PANEM INTERNATIONAL: Retarder-proving specialist since 1969 and cold solutions for the food industry

In 1969, PANEM INTERNATIONAL became the leading brand in proving through the invention and development of retarder-proving.

Since then, PANEM INTERNATIONAL has been able to adapt to all the requests of actors in the food-processing sector by meeting their needs with equipment that provides innovation, reliability, practicality but also profitability. All ranges are designed to ultimately work on the quality of finished products: cabinet, cell, workstation, freezer, preserver, showcase.

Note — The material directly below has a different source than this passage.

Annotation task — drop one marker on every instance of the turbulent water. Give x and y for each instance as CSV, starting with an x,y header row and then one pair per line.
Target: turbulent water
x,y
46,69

With French-made products, PANEM is capable of producing both a series piece of furniture selected from our catalog as well as tailor-made equipment designed by our design office, PANEM INTERNATIONAL knows how to meet all needs, whether for artisan bakers or industrial food-processing professionals with greater production capacities.

Drawing on the benefits of its many years of design and production experience, all processes related to the food industry are mastered, such as retarder-proving, proofing, deep-freezing, cooling, preservation, storage, maturation, crusting and many others…

For each need PANEM INTERNATIONAL strives to find the most suitable cold solution!

With a strong sales team relying on a network of distributors in France and for export, PANEM INTERNATIONAL covers an unlimited geographical area and can thus have sales and technical teams on site for sales, installations and maintenance.

The entire sales team is at your disposal to discuss your project.

Facilities / Services PANEM INTERNATIONAL

RETARDER PROVING

With first retarder-prover cabinets, PANEM permanently marked the artisanal bakery pastry market. In effect, this brought working comfort and regularity of production during one of the most important steps of bread production with mixing and baking.

By controlling temperature, humidity, by sheathing the airflow, PANEM provides a permanent proving control whatever the bread-making diagram is.

Fresh or frozen dough, single- or double-compartment cabinet, roll-in rack cell, it's up to you to choose and design your equipment.

POSITIVE STORAGE

Other solutions are supplied, especially for pastry chefs, regarding positive storage or deep-freezing.

PANEM adjusts cooling production according to the products to be preserved :

  • Static cold for storage of raw dough in static bench-in refrigerators.
  • Ventilated cold for storage of ready-to-eat products (with intermittent ventilation) or dough storage before proving (with continuous ventilation).
  • Control of temperature and hygrometry (15°C/16°C -55%HR) for chocolate storage in ventilated bench-in refrigerators or fridge cabinets.
NEGATIVE STORAGE

PANEM is also involved in deep-freezing/preservation, with the aim of achieving positive or storage temperatures in a short space of time, stabilising a product at a given temperature or deep-freezing evenly.